Molecular analysis of micropropagated neem plants using aflp markers for ascertaining clonal fidelity

Abstract

The importance of neem (Azadirachta indica A. Juss.) as a medicinal tree species has been acknowledged worldwide. Superior trees with desired traits such as high azadirachtin content have been identified and micropropagated. Somaclonal variants that may arise in vitro, however, pose limitations to large-scale micropropagation. It is, therefore, imperative to establish genetic uniformity of such plantlets by ensuring strict quality checks at various stages of in vitro culture. This is the first study that evaluates the applicability of amplified fragment length polymorphism (AFLP) markers in establishing clonal fidelity of tissue culture(TC)-raised neem plants. Seven AFLP primer combinations generated a total of 334 amplified fragments across the mother plant, TC progenies, and other neem accessions that were included as controls. Two hundred and thirty-nine amplified fragments were monomorphic across the mother tree and its TC progenies. No extra band was detected in the TC plantlets that was absent in the mother tree, indicating that the TC plantlets regenerated through nodal explants are indeed true-to-type.

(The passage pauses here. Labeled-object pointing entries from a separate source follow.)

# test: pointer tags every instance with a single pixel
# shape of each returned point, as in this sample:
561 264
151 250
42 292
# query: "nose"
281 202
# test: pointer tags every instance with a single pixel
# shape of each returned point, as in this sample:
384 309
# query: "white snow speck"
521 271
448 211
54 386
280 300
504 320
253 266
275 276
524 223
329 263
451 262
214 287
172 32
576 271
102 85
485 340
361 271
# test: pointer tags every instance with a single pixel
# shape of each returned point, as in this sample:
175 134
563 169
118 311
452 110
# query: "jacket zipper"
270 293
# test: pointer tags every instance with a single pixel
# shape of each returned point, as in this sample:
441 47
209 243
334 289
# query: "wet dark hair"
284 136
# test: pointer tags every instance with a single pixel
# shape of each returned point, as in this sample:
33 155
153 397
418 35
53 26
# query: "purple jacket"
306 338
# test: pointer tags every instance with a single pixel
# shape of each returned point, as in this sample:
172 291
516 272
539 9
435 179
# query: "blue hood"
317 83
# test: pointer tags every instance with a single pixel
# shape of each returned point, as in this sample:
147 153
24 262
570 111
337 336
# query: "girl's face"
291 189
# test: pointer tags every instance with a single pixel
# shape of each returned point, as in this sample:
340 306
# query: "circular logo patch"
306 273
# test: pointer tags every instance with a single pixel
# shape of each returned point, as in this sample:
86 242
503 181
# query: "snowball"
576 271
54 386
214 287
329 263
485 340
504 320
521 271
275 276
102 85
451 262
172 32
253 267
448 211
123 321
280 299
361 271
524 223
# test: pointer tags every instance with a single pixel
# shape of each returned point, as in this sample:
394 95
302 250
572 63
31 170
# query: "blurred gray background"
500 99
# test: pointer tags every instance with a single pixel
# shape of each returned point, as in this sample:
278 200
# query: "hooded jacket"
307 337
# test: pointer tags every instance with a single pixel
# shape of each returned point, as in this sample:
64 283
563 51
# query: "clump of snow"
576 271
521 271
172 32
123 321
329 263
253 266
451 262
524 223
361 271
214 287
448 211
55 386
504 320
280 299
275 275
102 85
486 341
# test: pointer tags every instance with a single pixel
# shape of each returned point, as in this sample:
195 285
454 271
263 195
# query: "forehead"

Ninety-five AFLP fragments were detected in the controls, which allowed their discrimination from the elite mother tree and its TC progenies. Similarity matrix based on Jaccard's coefficient revealed that the pair-wise value between the mother tree and its TC plantlets was ‘1’, indicating perfect similarity. Phenetic dendrogram based on UPGMA (unweighted pair group method of arithmetic averages) analysis further confirmed the true-to-type nature of TC progenies, since a tie was observed between the mother tree and its TC plantlets. On the contrary, the control neem accessions were distinct from the mother and its TC progenies. AFLP markers proved to be an ideal tool for routine analysis and certification of genetic fidelity of micropropagated plants prior to commercialization, especially in tree species because of their long generation time.